Auckland's heated housing market is at a crossroads after the first average price drop in six months, says one of the city's biggest real estate agencies.
Barfoot and Thompson's latest housing survey said the average price in August dropped by nearly 1 percent from July to $821,079, which was also lower than prices in June and May.
It was the first drop in six months.
It follows the latest QV House Price Index, released yesterday, which showed national values jumped 11.3 percent in the year to August, and were now 29 percent higher than in 2007.
Managing director Peter Thompson said there was still pressure on the housing market, with the onset of the traditionally busy spring period, and factors like the housing shortage were still boosting prices.
But he said there were forces pulling the other way too.
"To counter that we've got both Government and the Reserve Bank that are introducing new measures from either the 1st October or the 1st November. And I think people are still a little bit unsure of how that's going to affect real estate moving forward, and maybe that's just people who are holding off making that extra purchase."
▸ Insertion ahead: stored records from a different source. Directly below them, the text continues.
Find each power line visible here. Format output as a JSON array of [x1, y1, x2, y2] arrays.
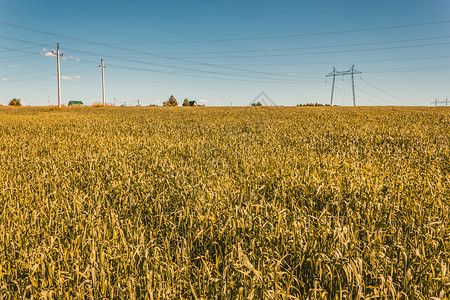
[[61, 45, 318, 82], [2, 32, 316, 81], [49, 20, 450, 45], [364, 65, 450, 73], [170, 41, 450, 59], [0, 23, 317, 80], [340, 79, 397, 106], [107, 63, 316, 84], [84, 35, 450, 56], [359, 78, 415, 105], [1, 34, 311, 82], [211, 55, 450, 66]]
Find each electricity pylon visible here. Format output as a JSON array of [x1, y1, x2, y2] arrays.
[[326, 65, 361, 106], [249, 91, 277, 106]]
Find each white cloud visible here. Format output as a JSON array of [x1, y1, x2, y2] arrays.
[[167, 69, 173, 72], [2, 77, 8, 82], [288, 73, 296, 76], [44, 51, 55, 57], [199, 99, 211, 103], [61, 75, 81, 81], [10, 65, 19, 68], [42, 48, 47, 52]]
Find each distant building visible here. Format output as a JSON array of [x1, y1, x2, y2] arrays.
[[68, 100, 83, 106], [189, 100, 197, 106]]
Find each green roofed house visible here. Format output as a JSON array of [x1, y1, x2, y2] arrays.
[[68, 100, 83, 106], [189, 100, 197, 106]]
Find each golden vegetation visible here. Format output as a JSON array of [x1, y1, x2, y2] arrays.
[[0, 106, 449, 299]]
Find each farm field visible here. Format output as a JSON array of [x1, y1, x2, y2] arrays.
[[0, 106, 449, 299]]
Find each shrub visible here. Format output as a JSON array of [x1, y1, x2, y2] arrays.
[[163, 95, 178, 106], [8, 98, 22, 106]]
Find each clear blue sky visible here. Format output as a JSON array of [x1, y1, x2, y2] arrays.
[[1, 0, 449, 106]]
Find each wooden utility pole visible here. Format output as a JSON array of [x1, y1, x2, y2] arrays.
[[52, 43, 63, 108], [99, 59, 106, 106]]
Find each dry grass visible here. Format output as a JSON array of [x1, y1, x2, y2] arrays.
[[0, 106, 449, 299]]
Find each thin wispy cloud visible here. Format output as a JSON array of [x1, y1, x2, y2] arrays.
[[61, 75, 81, 81], [10, 65, 19, 68], [62, 56, 81, 62], [2, 77, 8, 82], [199, 99, 220, 104], [44, 51, 55, 57]]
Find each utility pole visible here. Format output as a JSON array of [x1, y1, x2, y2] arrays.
[[52, 43, 63, 108], [99, 59, 105, 106], [326, 65, 361, 106], [351, 67, 356, 107], [47, 95, 50, 106]]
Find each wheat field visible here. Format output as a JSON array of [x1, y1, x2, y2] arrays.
[[0, 106, 449, 299]]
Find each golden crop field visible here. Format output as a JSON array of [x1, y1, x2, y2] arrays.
[[0, 106, 449, 299]]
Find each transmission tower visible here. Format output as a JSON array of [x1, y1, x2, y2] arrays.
[[326, 65, 361, 106], [431, 98, 448, 106], [249, 91, 277, 106]]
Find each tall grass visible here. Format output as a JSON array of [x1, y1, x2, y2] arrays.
[[0, 106, 449, 299]]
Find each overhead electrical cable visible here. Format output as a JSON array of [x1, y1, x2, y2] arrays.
[[171, 41, 450, 59], [1, 34, 311, 82], [120, 35, 450, 56], [0, 22, 317, 80], [359, 79, 416, 105], [339, 79, 397, 106], [42, 20, 450, 44], [108, 63, 317, 84], [62, 45, 315, 82]]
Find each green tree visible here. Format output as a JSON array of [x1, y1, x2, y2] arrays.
[[182, 98, 190, 106], [251, 101, 262, 106], [163, 95, 178, 106], [8, 98, 22, 106]]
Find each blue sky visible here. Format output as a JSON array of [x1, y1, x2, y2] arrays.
[[1, 0, 449, 106]]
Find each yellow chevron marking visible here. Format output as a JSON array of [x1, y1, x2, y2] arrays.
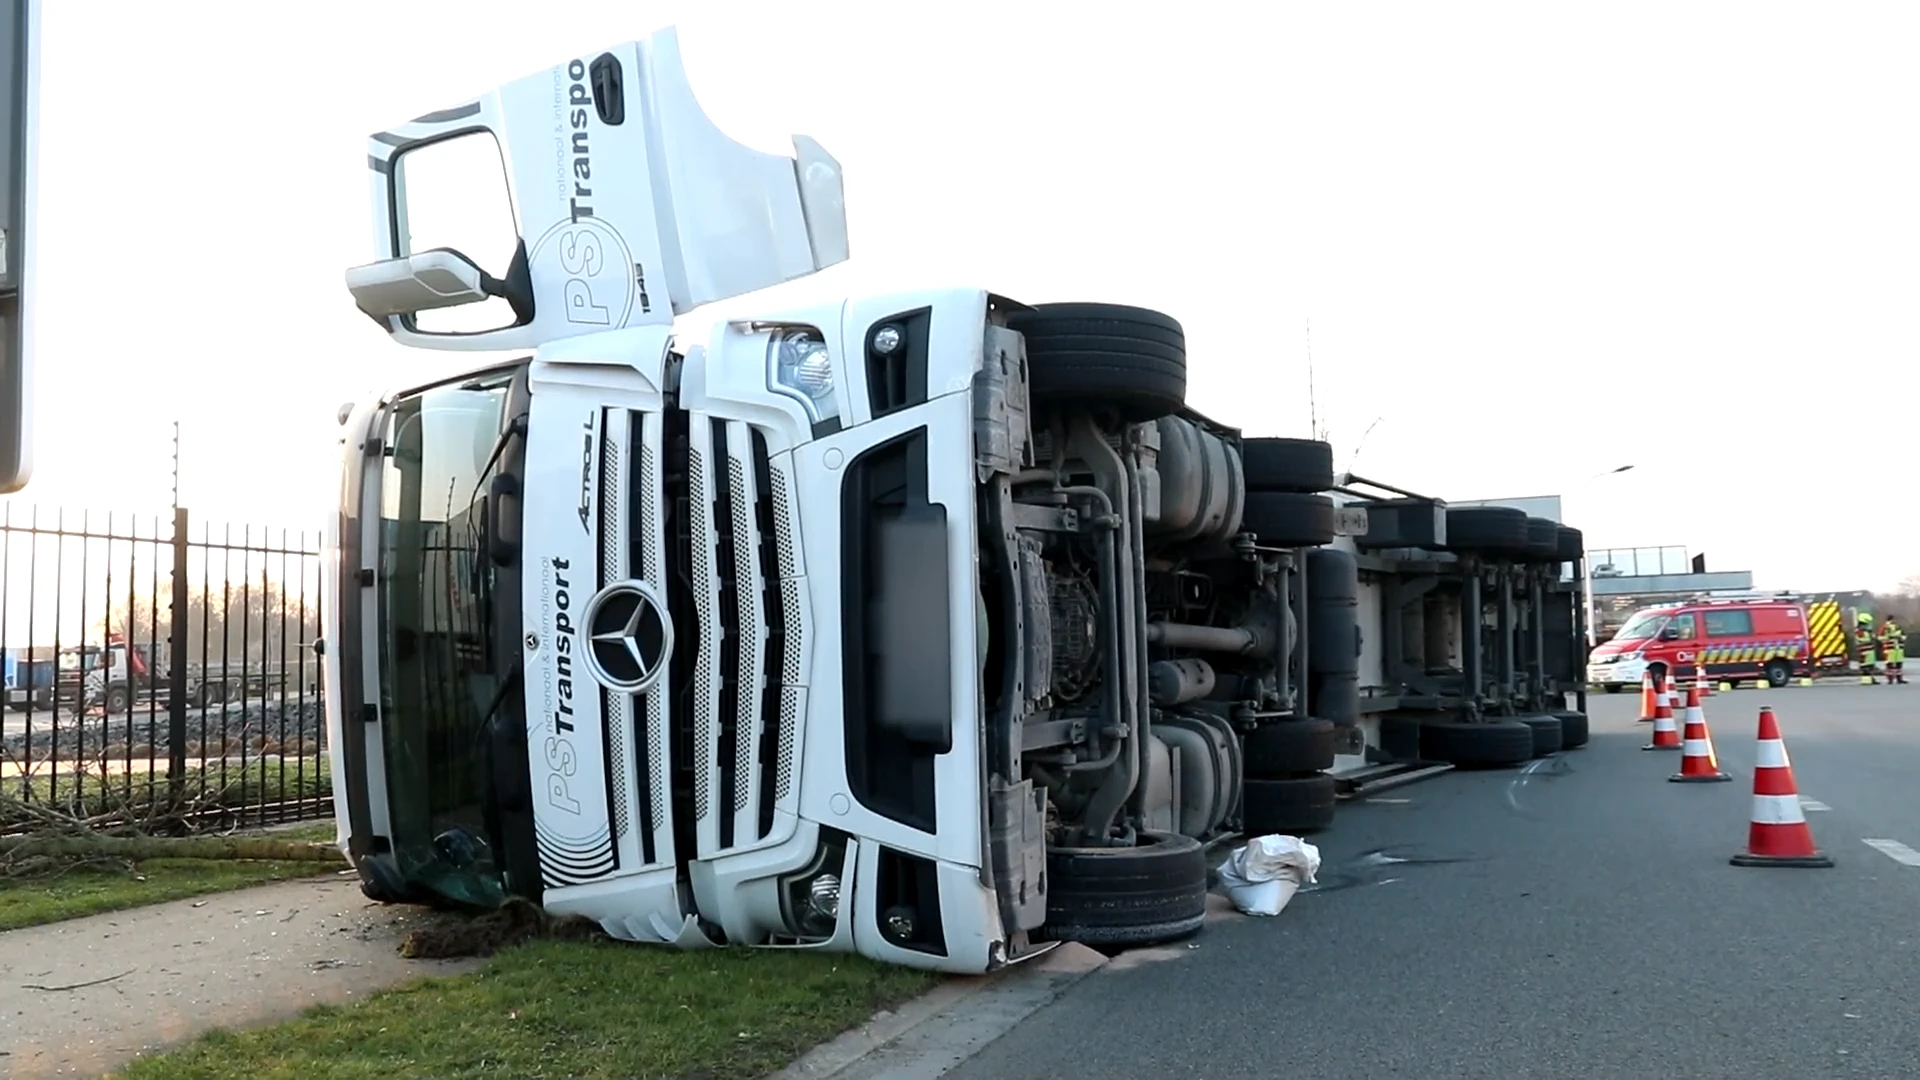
[[1808, 600, 1846, 659]]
Mr Thompson said concerns about world-wide stability were also playing their part, and there had been signs the market has eased in recent months.
"We have seen a slight fall off in some of the auctions that have been held this week where some of the vendors have been putting too high a price on and the buyers have said 'enough's enough' .
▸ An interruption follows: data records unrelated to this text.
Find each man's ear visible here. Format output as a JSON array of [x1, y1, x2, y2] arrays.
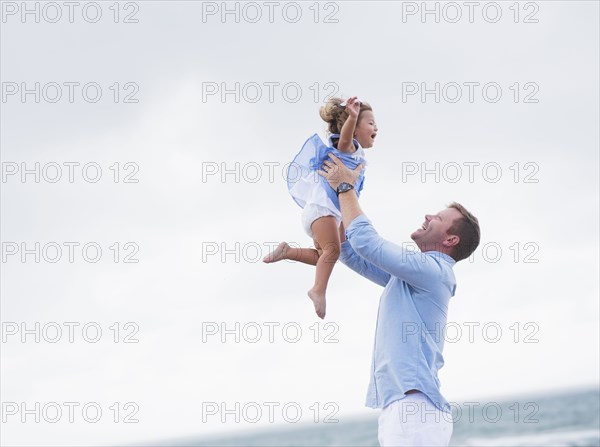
[[444, 235, 460, 248]]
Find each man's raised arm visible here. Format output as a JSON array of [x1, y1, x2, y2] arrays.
[[319, 154, 438, 289], [338, 223, 391, 287]]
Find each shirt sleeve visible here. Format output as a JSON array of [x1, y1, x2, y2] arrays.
[[339, 240, 391, 287], [345, 215, 441, 290]]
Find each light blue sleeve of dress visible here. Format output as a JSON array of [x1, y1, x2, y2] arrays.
[[286, 134, 330, 208]]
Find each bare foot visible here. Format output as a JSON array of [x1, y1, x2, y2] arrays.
[[263, 242, 289, 263], [308, 288, 326, 319]]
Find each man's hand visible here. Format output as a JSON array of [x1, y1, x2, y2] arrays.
[[317, 153, 364, 191], [318, 153, 365, 229]]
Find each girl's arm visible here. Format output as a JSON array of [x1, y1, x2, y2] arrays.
[[337, 97, 360, 153]]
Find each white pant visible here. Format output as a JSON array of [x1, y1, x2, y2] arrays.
[[378, 392, 453, 446], [301, 203, 340, 239]]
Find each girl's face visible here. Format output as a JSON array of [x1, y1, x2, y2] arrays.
[[354, 110, 378, 148]]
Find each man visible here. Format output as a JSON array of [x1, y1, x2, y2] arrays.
[[318, 154, 481, 447]]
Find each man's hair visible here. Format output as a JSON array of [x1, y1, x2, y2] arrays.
[[447, 202, 480, 261]]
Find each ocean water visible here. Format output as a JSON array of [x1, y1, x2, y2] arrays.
[[144, 387, 600, 446]]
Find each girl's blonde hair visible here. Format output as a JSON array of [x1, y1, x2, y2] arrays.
[[319, 97, 373, 135]]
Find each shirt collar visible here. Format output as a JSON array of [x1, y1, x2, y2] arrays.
[[424, 251, 456, 266]]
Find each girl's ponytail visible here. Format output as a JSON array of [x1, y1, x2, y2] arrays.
[[319, 97, 348, 135]]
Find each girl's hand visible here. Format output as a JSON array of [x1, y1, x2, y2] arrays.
[[345, 96, 360, 119]]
"It is an indication that it is possibly at a crossroads but there are plenty of buyers out on the market."
The survey also showed the city's median house price had fallen, dropping by $2000 between July and August, to $755,000.
Mr Thompson said the most likely scenario was that prices would go up over the next few months - but modestly.
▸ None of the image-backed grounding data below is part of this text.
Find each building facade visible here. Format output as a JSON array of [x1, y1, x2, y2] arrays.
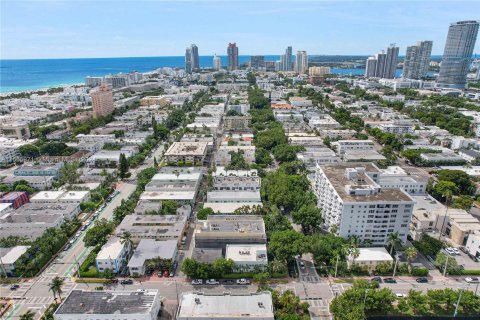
[[295, 51, 308, 74], [91, 83, 115, 119], [403, 41, 433, 79], [228, 43, 239, 70], [437, 20, 480, 89], [314, 164, 414, 245]]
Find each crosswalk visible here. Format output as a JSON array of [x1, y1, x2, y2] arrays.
[[18, 296, 53, 305], [301, 275, 320, 283], [303, 298, 332, 320]]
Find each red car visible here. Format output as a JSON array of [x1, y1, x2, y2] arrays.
[[163, 270, 169, 277]]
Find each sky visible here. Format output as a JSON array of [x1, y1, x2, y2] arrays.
[[1, 0, 480, 59]]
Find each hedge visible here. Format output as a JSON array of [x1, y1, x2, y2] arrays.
[[460, 269, 480, 276], [411, 267, 429, 276], [75, 278, 115, 284]]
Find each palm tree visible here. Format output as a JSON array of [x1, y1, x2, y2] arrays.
[[120, 231, 133, 255], [405, 247, 418, 273], [20, 310, 35, 320], [49, 276, 65, 302], [387, 232, 402, 256]]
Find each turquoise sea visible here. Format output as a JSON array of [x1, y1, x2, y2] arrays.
[[0, 55, 403, 93]]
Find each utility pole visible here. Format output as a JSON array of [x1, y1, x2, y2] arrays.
[[335, 255, 340, 278], [453, 287, 464, 317], [443, 255, 449, 277]]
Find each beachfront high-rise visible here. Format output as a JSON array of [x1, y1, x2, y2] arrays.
[[365, 44, 399, 79], [278, 46, 293, 71], [91, 83, 114, 119], [250, 55, 265, 70], [227, 43, 239, 70], [437, 20, 480, 89], [295, 50, 308, 74], [403, 41, 433, 79], [185, 44, 199, 74], [213, 54, 221, 70]]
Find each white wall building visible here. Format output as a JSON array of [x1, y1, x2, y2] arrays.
[[96, 237, 129, 273], [314, 164, 414, 245]]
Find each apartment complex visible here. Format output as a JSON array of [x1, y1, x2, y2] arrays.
[[314, 164, 414, 245], [90, 83, 115, 118], [164, 141, 208, 165]]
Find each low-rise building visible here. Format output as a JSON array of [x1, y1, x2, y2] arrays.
[[215, 146, 255, 166], [465, 232, 480, 259], [0, 202, 81, 240], [224, 115, 252, 132], [176, 292, 274, 320], [206, 191, 261, 203], [194, 215, 267, 250], [0, 245, 30, 276], [202, 202, 263, 214], [0, 191, 29, 209], [54, 289, 161, 320], [96, 237, 129, 274], [115, 208, 189, 243], [225, 244, 268, 272], [14, 162, 63, 178], [164, 142, 208, 166], [331, 140, 375, 155], [347, 247, 394, 272], [320, 129, 357, 140], [127, 239, 177, 276]]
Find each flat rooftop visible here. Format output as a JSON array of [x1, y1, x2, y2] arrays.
[[225, 244, 267, 263], [128, 239, 177, 269], [55, 290, 159, 315], [0, 245, 30, 264], [203, 202, 263, 214], [191, 248, 223, 263], [353, 247, 394, 262], [165, 141, 208, 156], [115, 212, 188, 239], [195, 215, 266, 238], [177, 292, 274, 319], [319, 163, 414, 203]]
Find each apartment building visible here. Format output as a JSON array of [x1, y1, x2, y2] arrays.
[[164, 142, 208, 166], [96, 237, 129, 273], [224, 115, 252, 132], [331, 140, 375, 155], [194, 215, 267, 250], [215, 146, 255, 166], [314, 163, 414, 245]]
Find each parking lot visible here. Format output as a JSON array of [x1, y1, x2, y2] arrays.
[[444, 248, 480, 271]]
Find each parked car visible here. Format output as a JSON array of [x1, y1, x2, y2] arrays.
[[157, 271, 163, 277], [69, 238, 76, 244], [120, 279, 133, 285], [465, 277, 480, 283], [163, 270, 169, 277], [80, 225, 87, 231], [223, 279, 235, 285], [459, 246, 468, 254], [371, 277, 383, 283], [63, 244, 71, 251], [395, 293, 406, 298], [10, 284, 20, 290], [383, 278, 397, 283], [191, 279, 203, 285], [206, 279, 220, 285], [169, 271, 174, 277], [236, 278, 250, 285], [416, 277, 428, 283], [445, 247, 456, 256], [75, 231, 82, 237], [85, 220, 91, 226]]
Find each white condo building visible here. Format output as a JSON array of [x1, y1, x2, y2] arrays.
[[314, 163, 414, 245]]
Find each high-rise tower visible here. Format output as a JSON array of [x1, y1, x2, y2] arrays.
[[227, 43, 239, 70], [437, 21, 479, 89], [403, 41, 433, 79]]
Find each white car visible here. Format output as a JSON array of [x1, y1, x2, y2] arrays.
[[445, 248, 456, 255], [395, 293, 406, 298], [236, 278, 250, 285], [191, 279, 203, 285], [465, 277, 480, 283], [85, 220, 91, 226], [206, 279, 219, 285], [452, 248, 460, 255]]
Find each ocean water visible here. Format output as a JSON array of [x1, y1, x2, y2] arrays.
[[1, 55, 404, 93]]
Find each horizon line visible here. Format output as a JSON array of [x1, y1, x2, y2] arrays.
[[0, 53, 454, 61]]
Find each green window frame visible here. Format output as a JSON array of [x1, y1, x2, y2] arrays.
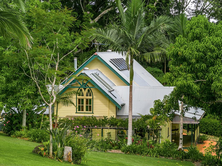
[[76, 87, 93, 114]]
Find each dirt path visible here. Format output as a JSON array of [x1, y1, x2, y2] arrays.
[[197, 141, 217, 155]]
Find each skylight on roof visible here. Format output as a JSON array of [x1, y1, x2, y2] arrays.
[[92, 73, 114, 91], [110, 58, 128, 71]]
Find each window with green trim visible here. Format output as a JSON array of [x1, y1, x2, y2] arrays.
[[77, 88, 93, 113]]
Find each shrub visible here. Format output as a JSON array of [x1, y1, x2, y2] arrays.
[[12, 130, 28, 138], [65, 134, 87, 164], [158, 140, 177, 157], [200, 115, 222, 137], [2, 110, 48, 135], [187, 146, 203, 162], [197, 135, 208, 144], [201, 154, 218, 166], [26, 129, 49, 143]]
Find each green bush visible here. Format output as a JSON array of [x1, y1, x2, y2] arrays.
[[200, 115, 222, 137], [158, 140, 177, 157], [197, 135, 208, 143], [26, 129, 49, 143], [187, 146, 203, 162], [88, 138, 125, 152], [12, 130, 28, 138], [201, 154, 218, 166], [2, 110, 48, 135], [65, 134, 87, 164]]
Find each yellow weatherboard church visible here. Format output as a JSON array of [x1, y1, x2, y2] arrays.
[[57, 51, 205, 144]]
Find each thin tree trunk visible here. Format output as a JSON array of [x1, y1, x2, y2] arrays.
[[49, 104, 53, 157], [127, 56, 134, 146], [22, 109, 26, 128], [164, 56, 166, 74], [55, 102, 58, 128], [40, 112, 44, 129], [178, 99, 184, 150]]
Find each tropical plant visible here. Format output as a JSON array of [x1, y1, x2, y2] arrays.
[[93, 0, 170, 145], [54, 91, 76, 128], [0, 0, 32, 47]]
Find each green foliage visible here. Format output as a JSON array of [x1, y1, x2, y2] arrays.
[[200, 115, 222, 137], [121, 139, 188, 160], [87, 138, 124, 152], [59, 116, 128, 128], [65, 134, 87, 164], [215, 137, 222, 164], [50, 127, 69, 159], [201, 153, 218, 166], [2, 110, 47, 136], [187, 146, 203, 162], [146, 66, 165, 83], [26, 129, 49, 143], [197, 135, 208, 144], [12, 128, 49, 143], [166, 15, 222, 116]]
Meanwhile, official figures show that residential building activity has fallen, which economists say is due to the pace of repairing earthquake damaged homes in Christchurch easing back.
Seasonally adjusted house building fell 1 percent in the three months to June compared with the previous quarter.
But total building activity picked up, thanks to a 5.2 percent gain in industrial and commercial construction.
The actual value of all building work totaled $4.1 billion, with residential accounting for 61 percent of that.
Some 59 percent of the total came from Auckland and Canterbury.
Statistics New Zealand said the volume trend for all buildings grew to a level last seen a decade ago in the June 2005 quarter, the previous series peak.